Mevlâna ve ihtifal
Mevlâna ve ihtifal
Prof. Dr. Mustafa UZUNPOSTALCI
Bilindiği gibi 17 Aralık Hz. Mevlâna’nın vefatının yıldönümüdür. Bu sebeple de o gün Hz. Mevlâna anılır ve O’nun hayatta iken aşka gelip kendi etrafında dönmesi ve Allah’a olan bağlılığını göstermesi Mevleviliğin bir sembolü olarak kabul edilerek uygulamaya çalışılır. Bu uygulama da saz ve söz eşliğinde gerçekleştirilir.
Bu yıl da her ne kadar sokağa çıkma yasağı varsa da uygulandı. Anacak sınırlı bir seyirci önünde bu gösteri sergilendi. Tabii resmi zevat da iştirak edenler arasında idiler. Gazetelerden gördüğümüz kadarı ile resmi zevat konuşmalarını esirgemediler. Önce bundan duyduğumuz memnuniyeti ifade edelim.
Hz. Mevlâna’dan bahsederek O’nun gerçek bir Allah dostu ve Din Bilgini olduğunu da dile getirdiler. Fakat gerçek Mevlevi olup manevi hayatı yaşamak anlamına gelen sema’ı konunun profesyonelleri sergilediler. Tabii ki, başarılı da oldular.

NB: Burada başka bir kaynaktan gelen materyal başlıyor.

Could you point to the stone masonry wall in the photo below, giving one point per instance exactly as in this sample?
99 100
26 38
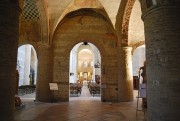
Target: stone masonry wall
162 34
9 18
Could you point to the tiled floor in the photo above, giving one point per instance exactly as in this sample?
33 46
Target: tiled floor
83 108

Hiç şüphesiz Hz. Mevlâna Konya’mızın bir sembolüdür. Konya deyince, yabancı da olsa, ilk akla gelen Hz. Mevlâna olduğu gibi; Hz. Mevlâna’nın isminin anıldığı yerde de Konya akla gelir. Konya da Mevlânasız olmaz, olamaz.
Fakat böyle bir uygulamayı kendisini Mevleviliğe intisaplı kabul edenlerin yıl içinde bir araya gelerek yaptıkları toplantılarda yerine getirdiklerini duymuyoruz. Yani kendilerini Mevlevi kabul edip Mevlâna’nın müridi olduklarını söyleyenlerin yıl içinde yaptıkları toplantılarda aşka gelip döndüklerini ve böylece tarikatın yolunu uyguladıklarını duymuyoruz. Ancak böyle bir uygulama olsa duyulmaz mı diye de aklımıza geliyor.

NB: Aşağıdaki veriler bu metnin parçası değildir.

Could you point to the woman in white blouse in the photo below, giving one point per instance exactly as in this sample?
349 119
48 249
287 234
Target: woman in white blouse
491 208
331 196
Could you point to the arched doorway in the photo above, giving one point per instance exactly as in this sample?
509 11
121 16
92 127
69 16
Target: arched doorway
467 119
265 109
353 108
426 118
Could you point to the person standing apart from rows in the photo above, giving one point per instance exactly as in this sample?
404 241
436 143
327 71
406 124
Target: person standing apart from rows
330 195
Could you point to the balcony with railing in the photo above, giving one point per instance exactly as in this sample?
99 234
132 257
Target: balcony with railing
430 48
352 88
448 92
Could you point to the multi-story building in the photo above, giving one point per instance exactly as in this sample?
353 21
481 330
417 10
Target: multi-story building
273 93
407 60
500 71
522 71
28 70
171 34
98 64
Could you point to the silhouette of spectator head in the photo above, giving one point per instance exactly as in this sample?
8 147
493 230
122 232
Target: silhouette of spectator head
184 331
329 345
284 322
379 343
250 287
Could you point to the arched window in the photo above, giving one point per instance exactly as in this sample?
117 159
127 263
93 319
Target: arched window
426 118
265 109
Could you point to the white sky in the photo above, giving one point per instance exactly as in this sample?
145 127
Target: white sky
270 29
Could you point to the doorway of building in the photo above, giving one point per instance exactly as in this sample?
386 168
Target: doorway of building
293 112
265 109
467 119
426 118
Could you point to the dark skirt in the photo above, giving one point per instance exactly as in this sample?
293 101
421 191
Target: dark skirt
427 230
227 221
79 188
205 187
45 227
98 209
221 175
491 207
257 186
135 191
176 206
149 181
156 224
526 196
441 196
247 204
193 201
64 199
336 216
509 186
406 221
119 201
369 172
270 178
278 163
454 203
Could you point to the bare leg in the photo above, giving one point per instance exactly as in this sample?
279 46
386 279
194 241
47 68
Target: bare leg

Aslında bu gerçekten Mevleviliğin bir sembolü ise bu tarikat mensuplarının her toplantılarında gerçekleşmesi gerekir diye düşünüyorum.
Ne var ki, bu sema’ gösterileri ancak Mevlâna’nın ölüm yıldönümlerinde yapılan toplantılarda yer buluyor. Zaten oraya gelenlerin çoğu da bu gösteriyi seyretmek için geliyor.
Durum böyle olunca da yapılan bu toplantılar resmiyetin ötesine geçemiyor. Ancak oraya gelen halk için de yapılan bu gösteri, seyredenlere seyretme zevkini tatma duygusu verdiği muhakkak.
Aslında Hz. Mevlâna yaşadığı devirden günümüze intikal eden, ileri bir ilim ve Din adamıdır. Aynı zamanda da din âşığıdır ve gerçek bir şairdir. Bu sebeple de kendisini anlamak isteyen kimselerin sadece sema’ı seyretmeleri yetmez. O’nun kitaplarını okumaları gerekir. Okuduklarını da hazmetmeleri beklenir. Yoksa yıldan yıla yapılan anma toplantılarında semazenleri seyrederek kendilerini Mevlevi sanmaları ve O’nu anmakla yetinerek kendilerini o tarikatın mensubu olarak görmeleri bir şey ifade etmez.
Tarikata girmediği ve gereğini yerine getirmediği halde sadece anma toplantılarına gelip oradaki konuşmaları dinleyip semazenleri seyretmekle o tarikatın yolunda olduğunu zannetmek ancak kendisini kandırmak olur.
Şunu unutmayalım: Mevlâna aşk adamıdır ve kendisi âşıktır. O’nun aşkı, kendisini yaratanınadır. Mesneviyi dolduran manzumelerini, nerede olursa olsun, aşka geldikçe söylemiş ve bu söylenenleri O’nun her an etrafında dolaşan görevliler not almışlar da Mesnevi günümüze kadar gelebilmiştir. Yoksa kendisi yazmış değildir.
Bu vesile ile Mevlâna’yı bir defa daha rahmetle ve dua ile anıyoruz: ‘Allah rahmet eylesin, nûr içinde yatsın! Âmin’.